La transformation française de l’industrie automobile reflète la lame de fond qui bouleverse le secteur. Choix géopolitiques, verdissement des flottes, les stratégies des constructeurs s’affûtent depuis la pandémie. Des relocalisations proches des bassins de consommations devraient s’accentuer. Le 7 juin dernier, Bosch a ouvert à Dresde en Allemagne une usine de semi-conducteurs.

« Le marché des véhicules électriques augmente en raison des incitations fiscales et de la demande des consommateurs. C’est notamment le cas de la Norvège, observe Dan Nash. Pour le responsable ro-ro et car-carriers chez VesselsValue, « les producteurs de voitures électriques vont exiger à terme que leurs véhicules soient acheminés sur des navires émettant zéro carbone. Les porte-véhicules LCTC (Large Car and Truck Carrier), PCTC (Pure Car and Truck Carrier), PCC (Pure Car Carriers) seront les premiers à passer au vert. Ils seront suivis de près par les ro-pax qui effectuent des trajets courts pour lesquels les revenus des passagers sont le moteur du chiffre d’affaires ».

Impact des Tesla

L'impact sur la valeur des navires demeure la grande inconnue, reconnait-il. Les armateurs signalent une difficulté croissante à vendre des petits tonnages millésimés, notamment en Europe ». Dan Nash glisse ainsi que la capitalisation boursière de Tesla atteint les 500 Md€, soit plus que les huit plus grands constructeurs automobiles réunis.

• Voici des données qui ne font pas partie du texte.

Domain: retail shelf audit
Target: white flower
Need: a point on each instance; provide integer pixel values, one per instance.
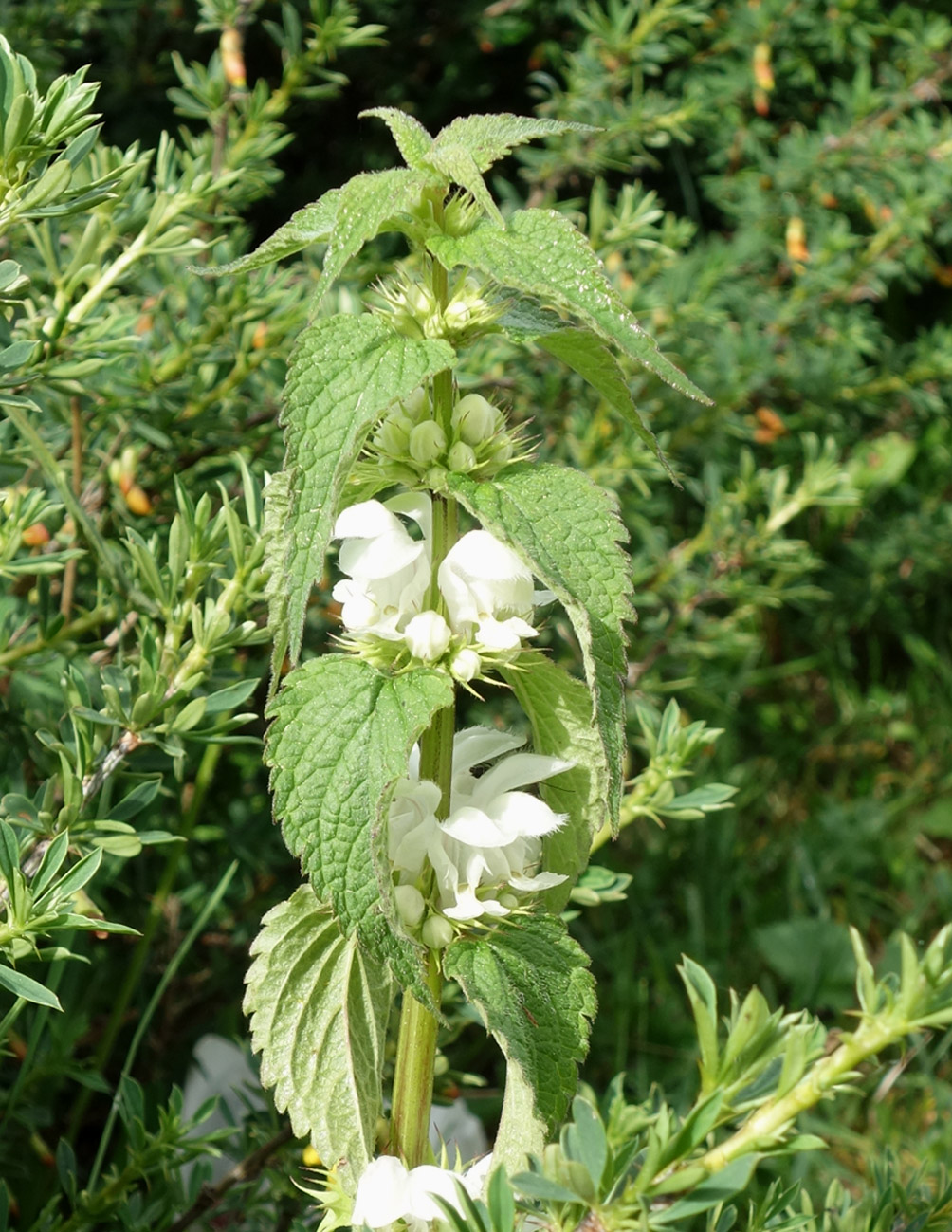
(428, 635)
(487, 592)
(490, 843)
(388, 572)
(388, 1191)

En mai 2021, le groupe d’Elon Musk a sélectionné Zeebrugge comme point d’importation de 11 527 Tesla de type 3S expédiées depuis Shanghai. Des milliers de véhicules électriques blancs y stationnaient début juin 2021. Cette arrivée massive sur le marché pose la question des équipements portuaires mais également de la sécurité à bord des navires. Le risque d’incendie étant plus important que pour des véhicules à essence. Armateurs et constructeurs négocient en ce moment même les standards de chargement des véhicules électriques comme par exemple le niveau de charge de la batterie.

Verdissement des car-carriers

En France, les ports s’équipent progressivement de bornes électriques alimentées par des panneaux photovoltaïques. « Nous avons gagné 18 ha de terre-plein sur la mer, et CAT a remporté le marché pour opérer entre 150 000 et 170 000 véhicules par an », annonce Arnaud Rieutort, directeur commercial du port de Sète qui entre 2019 et 2020 a vu le trafic chuter de 106 000 à 76 000 véhicules. Le port prévoit également de proposer du courant de quai lors des escales de Neptune Lines. Un projet que l’armateur du Pirée souhaiterait élargi au port de Marseille-Fos. 

Grimaldi a pris livraison en juin 2021 du Grande California, son septième PCTC de 7 600 CEU ou, alternativement, 5 400 mètres linéaires de matériel roulant et 2 737 CEU. Ces navires, les plus grands en exploitation à ce jour dans le monde, sont positionnés entre la Méditerranée et l'Amérique du Nord.

En 2020, la production automobile mondiale a chuté de 15,1 % avec 77 millions d’unités produites. Une chute marquée par des disparités régionales. En Chine, la production a baissé de 4,2 % sur l’ensemble de l’année (23 millions d’unités) avec une reprise au deuxième semestre 2020 tandis que la production automobile en Europe a chuté de 21 %.